Love is the first and primary virtue through which the Holy Spirit wants to manifest God’s presence and peace in us.

While impatience is a peace thief, vertical and horizontal patience are supernatural, God-given virtues that can produce spiritual heavyweights – and maintain the peace of God in our experience of life.

Dick Woodward, 09 June 2009


Psalm 23: Love Everlasting

June 5, 2018

“Surely goodness and mercy shall follow me all the days of my life and I will dwell in the house of the Lord forever.” (Psalm 23:6)

What is the basis of the unquenchable faith of King David? What gives him the assurance that all the blessings he has described (in Psalm 23) will be experienced all the days of his life and forever?

The word Selah, found frequently in the psalms of David, can be interpreted: “Pause and calmly think about that.” If we pause and calmly think about it, we realize that all through Psalm 23 David presents his Shepherd as the great Initiator of their relationship.

It is the Shepherd Who gets David’s attention and makes him lie down saying, “baa,” confessing that he is a sheep and the Lord is his Shepherd. It is his Shepherd Who makes David lie down where there are green pastures and leads him beside still waters. It is David’s Shepherd Who uses His staff when David strays from Him, and drives him into the paths of righteousness that restore his soul.

It is God, the Good Shepherd, Who initiates these interventions in David’s life.

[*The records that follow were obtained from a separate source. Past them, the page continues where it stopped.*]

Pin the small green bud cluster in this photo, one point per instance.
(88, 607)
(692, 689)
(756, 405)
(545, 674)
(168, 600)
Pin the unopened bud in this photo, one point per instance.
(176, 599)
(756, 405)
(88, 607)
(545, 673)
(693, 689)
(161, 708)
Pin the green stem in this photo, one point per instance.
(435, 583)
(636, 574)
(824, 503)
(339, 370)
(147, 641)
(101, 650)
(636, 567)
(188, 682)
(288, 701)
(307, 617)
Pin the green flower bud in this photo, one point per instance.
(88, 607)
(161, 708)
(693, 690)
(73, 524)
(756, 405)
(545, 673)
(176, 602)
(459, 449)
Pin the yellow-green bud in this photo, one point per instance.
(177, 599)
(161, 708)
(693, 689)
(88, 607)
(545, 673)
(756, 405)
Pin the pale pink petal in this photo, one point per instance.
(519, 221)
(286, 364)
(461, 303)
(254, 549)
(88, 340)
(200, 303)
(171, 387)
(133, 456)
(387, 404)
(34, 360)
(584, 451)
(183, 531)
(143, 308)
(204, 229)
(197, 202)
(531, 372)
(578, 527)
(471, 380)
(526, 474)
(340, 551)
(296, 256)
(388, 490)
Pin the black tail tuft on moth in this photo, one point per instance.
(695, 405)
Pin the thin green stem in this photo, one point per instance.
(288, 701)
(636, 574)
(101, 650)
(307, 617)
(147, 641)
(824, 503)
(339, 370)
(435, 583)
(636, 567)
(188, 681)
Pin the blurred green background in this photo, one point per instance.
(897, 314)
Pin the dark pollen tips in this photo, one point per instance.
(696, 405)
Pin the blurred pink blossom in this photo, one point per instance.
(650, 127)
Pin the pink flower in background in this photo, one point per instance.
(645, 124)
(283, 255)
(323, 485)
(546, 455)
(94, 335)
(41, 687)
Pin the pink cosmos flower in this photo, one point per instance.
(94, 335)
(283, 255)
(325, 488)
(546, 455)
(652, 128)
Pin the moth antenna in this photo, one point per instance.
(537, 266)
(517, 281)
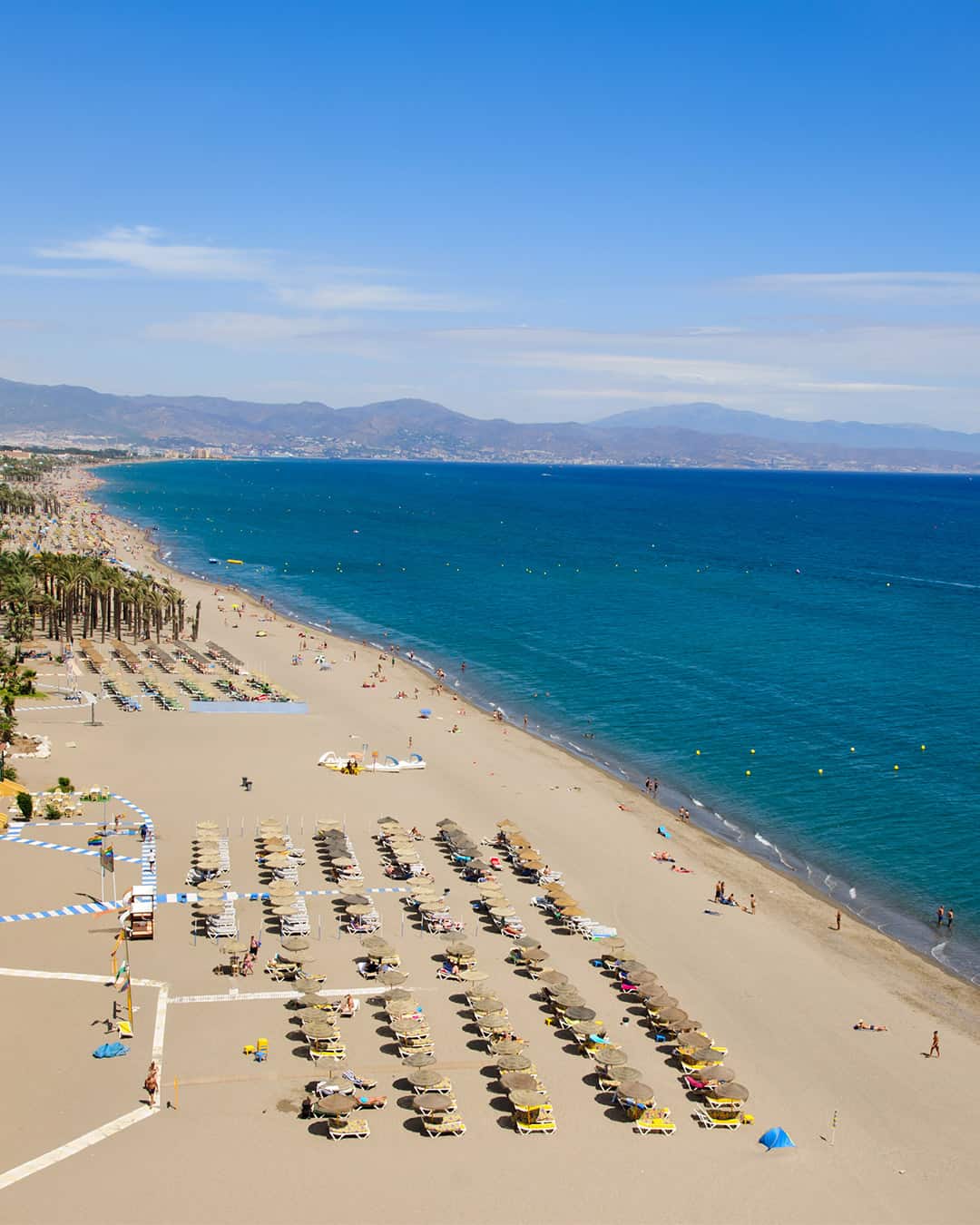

As David walks through the valley of the shadow of death, his confidence is not in his own extraordinary ability as a warrior to see himself through that valley. His confidence is clearly in his Shepherd. As David walks through this dark and scary valley, he is looking to God for protection and provision. He knows his Shepherd will personally anoint him with oil and keep that cup running over within him.

The source of David’s confident faith is clearly seen in the way he ends his psalm:

“Kindness and faithful love pursue me every day of my life.”